His tender touch always made me feel less self-conscious about it.
I toss the jacket at him and pick up the blanket, wrapping it around me to shield my lingerie from his gaze.
“This is fine,” I say, my voice still quaking. “I can’t stay long.”
I shouldn’t be here at all.
That’s what I should be saying to him, but I let him bring me here because I was in a daze. I was lost the moment he told me that he has a child.
That was something I told him I’d never give him.
Someone else did.
“I’ll make some coffee,” he says, draping the jacket over the back of a chair. He takes a step toward the kitchen before I stop him with a question.

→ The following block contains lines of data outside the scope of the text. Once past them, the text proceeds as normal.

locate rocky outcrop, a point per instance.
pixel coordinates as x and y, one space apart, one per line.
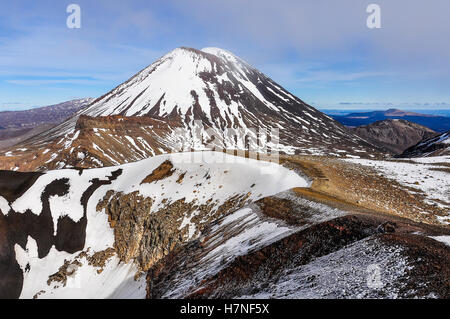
146 236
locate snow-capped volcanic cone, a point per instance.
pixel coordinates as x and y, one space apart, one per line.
191 99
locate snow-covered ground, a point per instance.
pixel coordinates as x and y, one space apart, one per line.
238 234
207 176
364 269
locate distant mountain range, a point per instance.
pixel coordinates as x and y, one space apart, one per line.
434 122
394 135
18 126
42 115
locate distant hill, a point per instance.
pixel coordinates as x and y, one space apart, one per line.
41 115
436 146
394 135
17 126
434 122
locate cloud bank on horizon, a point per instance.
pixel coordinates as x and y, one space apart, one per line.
321 51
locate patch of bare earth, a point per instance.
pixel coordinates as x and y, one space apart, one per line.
357 186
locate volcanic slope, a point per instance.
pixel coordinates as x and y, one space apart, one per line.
188 100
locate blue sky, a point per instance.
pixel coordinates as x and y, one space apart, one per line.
322 51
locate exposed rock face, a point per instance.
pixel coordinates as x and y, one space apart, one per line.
332 259
146 236
394 135
436 146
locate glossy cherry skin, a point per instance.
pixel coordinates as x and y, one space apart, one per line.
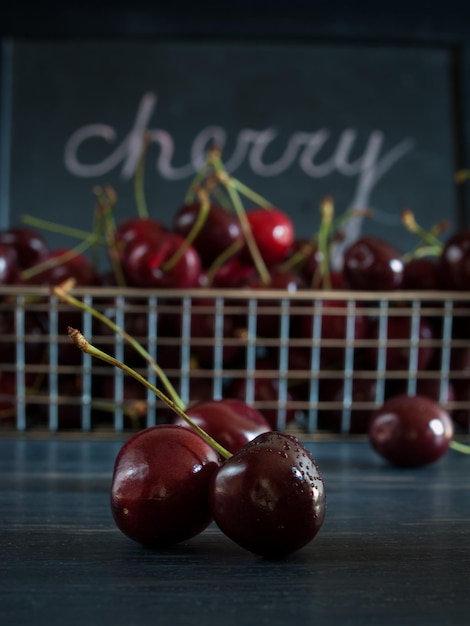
273 232
160 485
411 430
421 274
135 229
373 264
145 259
230 425
454 262
220 230
269 497
8 264
79 267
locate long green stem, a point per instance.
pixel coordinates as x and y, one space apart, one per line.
139 179
327 213
194 232
58 260
80 341
61 292
53 227
412 225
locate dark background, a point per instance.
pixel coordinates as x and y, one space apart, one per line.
401 24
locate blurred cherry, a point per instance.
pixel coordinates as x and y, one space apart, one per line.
151 262
30 246
220 231
273 232
373 264
411 430
160 485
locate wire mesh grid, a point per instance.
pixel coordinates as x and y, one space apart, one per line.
314 361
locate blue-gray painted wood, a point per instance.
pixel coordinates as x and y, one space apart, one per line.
394 549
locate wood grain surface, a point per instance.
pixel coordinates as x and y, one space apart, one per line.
394 549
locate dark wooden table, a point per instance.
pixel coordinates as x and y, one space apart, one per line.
394 549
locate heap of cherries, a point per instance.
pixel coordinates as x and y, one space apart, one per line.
222 459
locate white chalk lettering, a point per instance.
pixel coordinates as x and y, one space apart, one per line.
302 148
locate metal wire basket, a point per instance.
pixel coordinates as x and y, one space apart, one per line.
318 361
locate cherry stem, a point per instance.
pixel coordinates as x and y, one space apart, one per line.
348 215
53 227
323 269
107 200
62 292
80 341
58 260
194 232
139 179
220 261
412 225
300 255
258 260
459 447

“How old is she?” Tears form in the corners of my eyes.
I tried to convince myself on the taxi ride here that she wasn’t conceived when we were together. If he cheated on me and the result is a beautiful little girl, how can I feel rage at that?
How can I not?
“Nine,” he answers with a soft smile. “My little angel is nine-years-old.”
Chapter 18
Gage
I could see the curiosity in her tear-filled eyes before she asked the question. I knew that as soon as Katie found out about my daughter, that she’d wonder if I cheated on her.
If she only knew that my heart, my soul and yes, my body has only ever belonged to her.
I watch as she taps her thumb against each of the fingers on her right hand. She’s silently counting out the years, trying to determine how old I was when Kristin was born.
Scratching the side of my nose, I fill in the blanks. “When I met Kristin she was four. She was born a few days after my twentieth birthday.”